Venía una tormenta de las que no se ven nunca, toda plateada, con dientes rabiosos, hablaba.
Celiar abrió los ventanos y los volvió a entornar.
Vio a Diamanta sentada en el patio, mientras le caían a las manos unos
guijarros que bajaban de la borrasca, blancos, brillantes, como de hielo
y con ese olor a las azucenas; ella hizo una especie de ramo.
-Diamanta, ven; para acá.
Ella quedó quieta con el vestido listado que le cubría los pies y las manos.
El recordó el casamiento, y antes, cuando la miraba ir a la escuela, y se le acercó un día diciéndole:
–Tus ojos me gustan tanto. ¿Y si nos casamos?
En realidad era recién que le había visto los ojos, chicos como los de
las muñecas, de un celeste rayado y radioso, miraban más allá del cielo,
los acontecimientos en la eternidad. Hubiese bastado que tuviese sólo
uno; dos era demasiado. Recordó el día nupcial aunque se le iba como un
buque, y lo volvía a traer. Los parientes, todos comiendo confites, el
vestido e Diamanta; de organdí hasta el suelo, color amarillo rabioso,
yema de huevo, y el velo azul rodeado de huevo. Así la trajo a la cama,
después de la pavana se cerró la puerta. Ella no se reclinó; buscó en el
bolsón de novia una cuaderna, y estudió toda la noche; él la ayudó en
aritmética, geografía, y en otra cosa escrita ahí que no se entendía.
Pasaron del mismo modo todos los días. Hoy, bajo la tormenta, él se animó:
-Diamanta, ponte el vestido, el de novia. Hagamos como que hoy nos casamos. Nos casamos, hoy.
Ella, imprevistamente, obedeció; fue al ropero, salió; abajo, se colocó la diadema y el velo.
Cuando él la fue a enlazar, ella se escapó por la ventana; él la siguió,
la perdió, la encontró detrás de las zarzas, parada y rígida, y
brillando como si fuera sólo un cirio.
Él, entonces, quedó desconocido, se puso unos guantes de asesino, cortó
las espinas, la trajo hasta sí. Le quitó todos los celajes que parecían
mil, y el último, de entre las piernas, del que cayeron miosotis y
algunos caramelos, que el viento llevaba y desparramaba.
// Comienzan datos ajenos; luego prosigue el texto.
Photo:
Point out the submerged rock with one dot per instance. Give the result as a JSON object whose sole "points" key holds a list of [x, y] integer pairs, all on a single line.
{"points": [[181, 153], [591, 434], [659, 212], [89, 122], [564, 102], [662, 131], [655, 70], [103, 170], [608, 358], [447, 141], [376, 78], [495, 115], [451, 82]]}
Durante el zarpazo ella sacó un poco la lengua, roja como el botón de
las rosas, perdió saliva y lágrimas; dio un grito lujurioso y chiquito.
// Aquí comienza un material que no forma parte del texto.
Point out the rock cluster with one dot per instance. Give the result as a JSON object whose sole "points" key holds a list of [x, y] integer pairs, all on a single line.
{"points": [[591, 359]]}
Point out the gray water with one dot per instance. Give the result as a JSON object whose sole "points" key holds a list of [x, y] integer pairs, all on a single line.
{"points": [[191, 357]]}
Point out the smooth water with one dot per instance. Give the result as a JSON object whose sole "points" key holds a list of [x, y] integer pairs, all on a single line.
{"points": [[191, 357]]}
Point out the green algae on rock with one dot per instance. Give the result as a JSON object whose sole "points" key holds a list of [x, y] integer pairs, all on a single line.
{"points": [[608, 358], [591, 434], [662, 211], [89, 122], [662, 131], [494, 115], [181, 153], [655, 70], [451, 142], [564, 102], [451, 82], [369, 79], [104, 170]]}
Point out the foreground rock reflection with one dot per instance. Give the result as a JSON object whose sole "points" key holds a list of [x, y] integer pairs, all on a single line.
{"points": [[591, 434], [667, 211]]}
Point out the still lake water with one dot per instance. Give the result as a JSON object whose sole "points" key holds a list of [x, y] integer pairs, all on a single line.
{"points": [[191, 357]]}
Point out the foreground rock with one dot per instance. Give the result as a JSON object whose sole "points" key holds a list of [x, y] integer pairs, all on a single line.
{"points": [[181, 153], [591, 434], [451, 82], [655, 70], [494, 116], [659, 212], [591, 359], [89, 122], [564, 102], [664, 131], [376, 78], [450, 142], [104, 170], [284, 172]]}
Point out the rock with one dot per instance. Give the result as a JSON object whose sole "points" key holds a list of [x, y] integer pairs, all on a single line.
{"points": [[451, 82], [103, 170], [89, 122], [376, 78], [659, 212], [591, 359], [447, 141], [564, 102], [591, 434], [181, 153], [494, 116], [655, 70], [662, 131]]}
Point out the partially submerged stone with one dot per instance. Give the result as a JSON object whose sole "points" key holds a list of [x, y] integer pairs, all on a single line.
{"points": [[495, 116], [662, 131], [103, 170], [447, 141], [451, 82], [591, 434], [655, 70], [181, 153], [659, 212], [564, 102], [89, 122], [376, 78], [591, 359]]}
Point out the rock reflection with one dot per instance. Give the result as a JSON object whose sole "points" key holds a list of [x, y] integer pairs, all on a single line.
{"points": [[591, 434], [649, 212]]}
El mundo, al oírlo, quedó parado. Se terminó el vendaval.
Celiar quedó helado. Hablaba con el pensamiento y se oía, sin embargo gritado en los aires:
-Por Dios, Diamanta, tienes los velos; ve tras de las espinas; qué
pecado fue hecho. Párate como la Virgen. Jamás contaré lo habido. A ver,
dónde está tu himen. Te lo daré; lo tendrás, nuevamente, te lo pegaré.
Vio el cendal de ella goteando como las rosas, y los dos senos con los
pezones moviéndose y cuchicheando y que parecían ya incolmables.
Qué pecado fue cometido.
Diamanta ondeaba como una víbora.
El resto del mundo estaba azul, negro y quieto.